One of the great Hollywood con jobs of the last five years was in convincing a mostly indifferent American public that a film with fewer domestic ticket sales than “Click,” “Mission Impossible III,” “Over the Hedge” and “Superman Returns” was some sort of cultural phenomenon. Wildly profitable? Sure. But any reasonable analysis of a modest $127 million haul shouldn’t be described as anything nearing a “phenomenon.” Luckily for “Borat” (2006) the right people were on board to hype up this nonsense-machine.

The “right people,” naturally, are mostly coastal elites who loved watching the everyday folks they so loathe cynically set up and manipulated to a point where they could be edited into unappealing, buffoonish caricatures, which isn’t to say a few weren’t truly unappealing and buffoonish, or that when it wasn’t gross-out disgusting the adventures of Sacha Baron Cohen’s clueless foreigner didn’t serve up a few honestly-earned laughs. But just the thought of joining up with the superior, self-satisfied smugs imperiously chuckling from Hollywood Hills and Manhattan skyscrapers as their personal jester demeaned we peasants cast a mean-spirit over everything.

With “Bruno,” and to his eternal credit, the Jester has turned on his masters and as we’ve seen in all those “Does ‘Bruno’ go too far?” articles, not surprisingly, many of them find turnabout unfair play. Because it’s now celebrity culture and other protected classes (gays and blacks) also facing Baron Cohen’s withering fire, suddenly what was once so daring, illuminating, brave and hilarious - guffaws at the expense of others - must now be met with beard scratching over “false gayness” and heavy, solemn pauses due to a “nasty streak.”
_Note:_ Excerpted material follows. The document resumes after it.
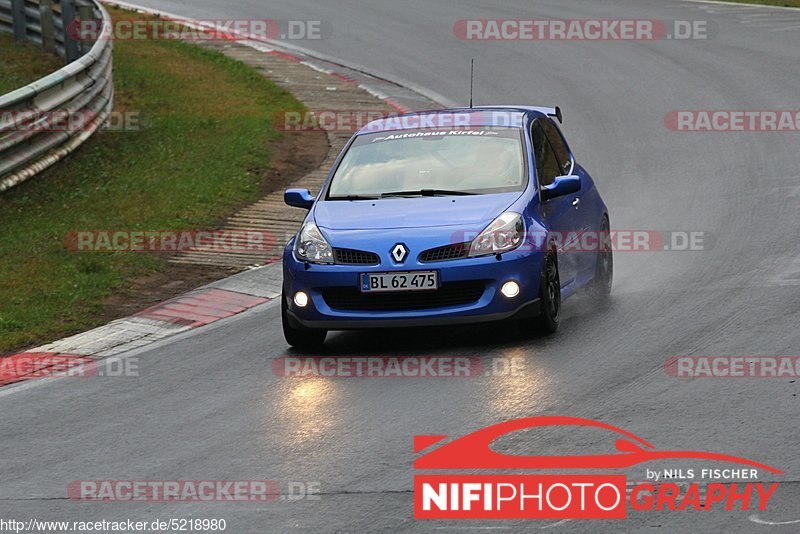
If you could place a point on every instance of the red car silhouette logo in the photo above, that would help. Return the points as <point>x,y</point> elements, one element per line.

If you define politically incorrect as I do - having the guts to satirize the Left’s sacred cows (or everything Stewart, Letterman and Maher don’t do) - ”Bruno” hits the mark with an across the board ambush which, because everyone’s taking fire, goes a long way to mitigate the mean-spiritedness that made “Borat” such an exercise in elitist cruelty. The downside, and it’s a steep one, is that “Bruno” is relentlessly smutty and lewd, packed with full-frontal male nudity (much of it in close-up), outrageous but explicit portrayals of gay sex, and most disturbing, a swingers’ orgy with only the smallest of black dots to avoid an X-rating. This is easily the most off-putting film in years.
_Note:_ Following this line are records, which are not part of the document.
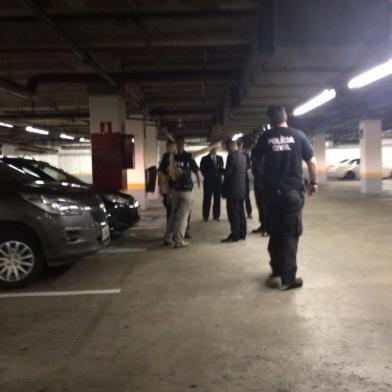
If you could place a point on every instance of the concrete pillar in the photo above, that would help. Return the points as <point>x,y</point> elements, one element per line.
<point>151,154</point>
<point>9,149</point>
<point>107,116</point>
<point>136,177</point>
<point>371,156</point>
<point>320,154</point>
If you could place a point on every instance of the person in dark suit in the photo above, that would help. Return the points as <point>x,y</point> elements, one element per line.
<point>234,189</point>
<point>211,167</point>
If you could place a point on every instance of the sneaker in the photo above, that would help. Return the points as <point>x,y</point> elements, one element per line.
<point>229,239</point>
<point>181,244</point>
<point>296,284</point>
<point>273,282</point>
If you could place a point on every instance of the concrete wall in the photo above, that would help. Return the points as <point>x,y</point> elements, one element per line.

A series of increasingly disturbing, ambush-style set pieces designed for uncomfortable laughter revolve around the thin plot of a flamboyantly gay Austrian television host who, with his faithful gay assistant Luntz, comes to America seeking fame, celebrity and to be the biggest “gay star since Arnold Schwarzenegger.” At first Bruno tries the conventional Hollywood route with an agent who helps to set up a pilot for a celebrity interview show. After this crashes and burns, Bruno starts to re-think the whole “gay” thing and hopes success can be found if he “man’s up” with, among other things, a stint in the National Guard, self-defense courses and a sexual re-orientation ministry.

There are some truly funny moments, dozens of them, in fact, and many of the situations are even inspired. Watching Bruno destroy a fashion show, take the adopted black baby he named O.J. on a Jerry Springer-ish talk show, get permission from degenerate stage mothers to put their young children in danger and criticize Osama bin Laden’s sense of fashion to one of his underlings, is to bear witness to moments of real comic genius. But for every one of these there are at least five seedy others that make you want to take a shower and go to confession.
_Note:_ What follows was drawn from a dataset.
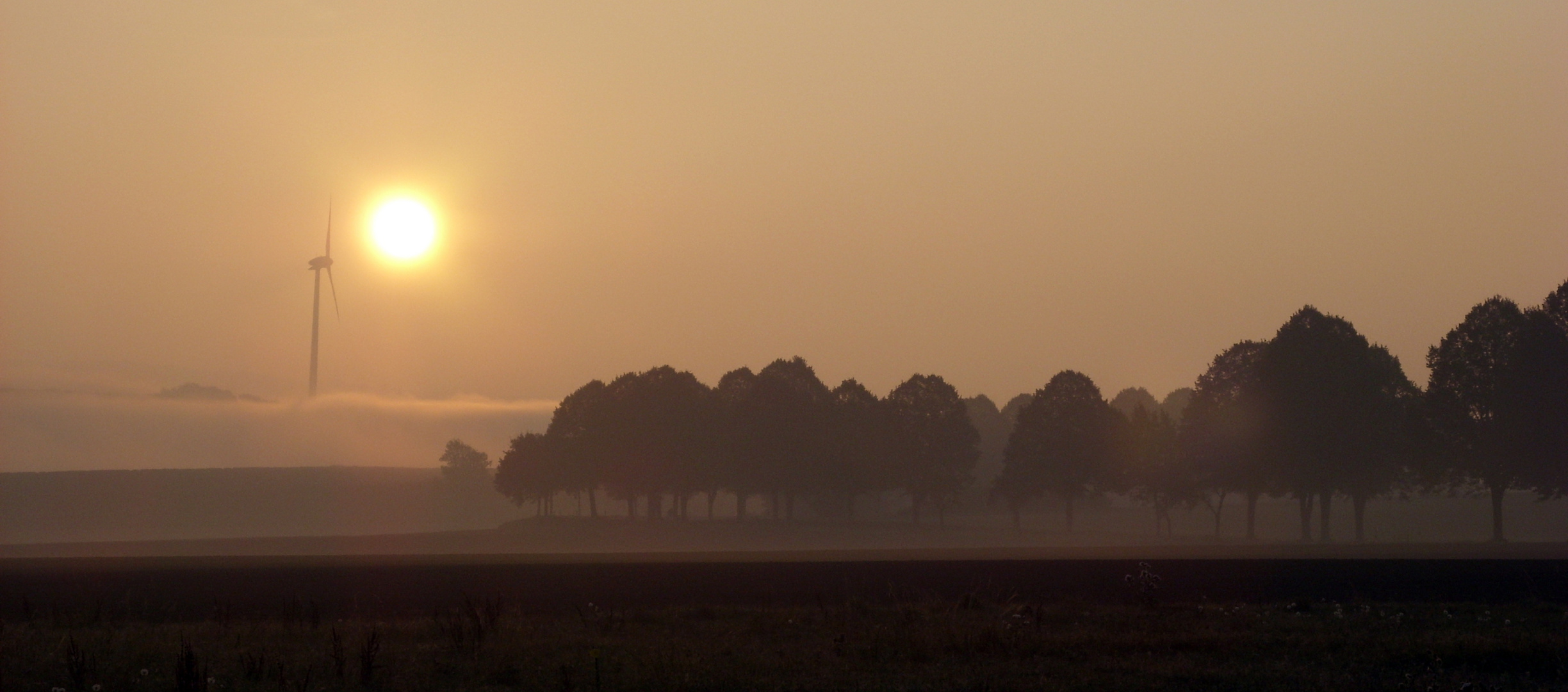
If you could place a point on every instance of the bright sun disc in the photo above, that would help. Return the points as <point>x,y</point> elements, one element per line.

There’s another comedy line breached that has nothing to do with the explicit content. Frequently the narrative gets lazy and asks us to consciously laugh only at the idea we’re being shocked - only at the idea of how explicit and revolting things get. You can almost hear the filmmakers bragging like children, “Can you believe we got an R-rating?”

No. I can’t.

Over time the relentless nudity and crudity starts to wear. Even though you’re laughing, at the same time you’re hoping the next scene gives it a rest. But as the film rolls on things only get worse until - even though you’re still laughing - you can’t wait for it to come to an end.

As far as all the talk about whether or not “Bruno’s” homophobic , the answer is absolutely not. Unlike Baron Cohen’s victims, those everyday people who mind their own business, the Bruno character is fictional and obviously satiric. The only possible “homophobic” moment comes from former presidential candidate Ron Paul who calls Bruno a “queer” after the Austrian Fashionista makes a crude pass at him. Personally, I think GLAAD should award Paul a medal for tolerance. Gay or straight, Bruno deserved to get knocked on his ass.

I think it was Andy Warhol who said that after ten minutes of watching porn he wanted to have sex with everyone, but after an hour he never wanted to have sex again. That pretty well sums up sitting through “Bruno.”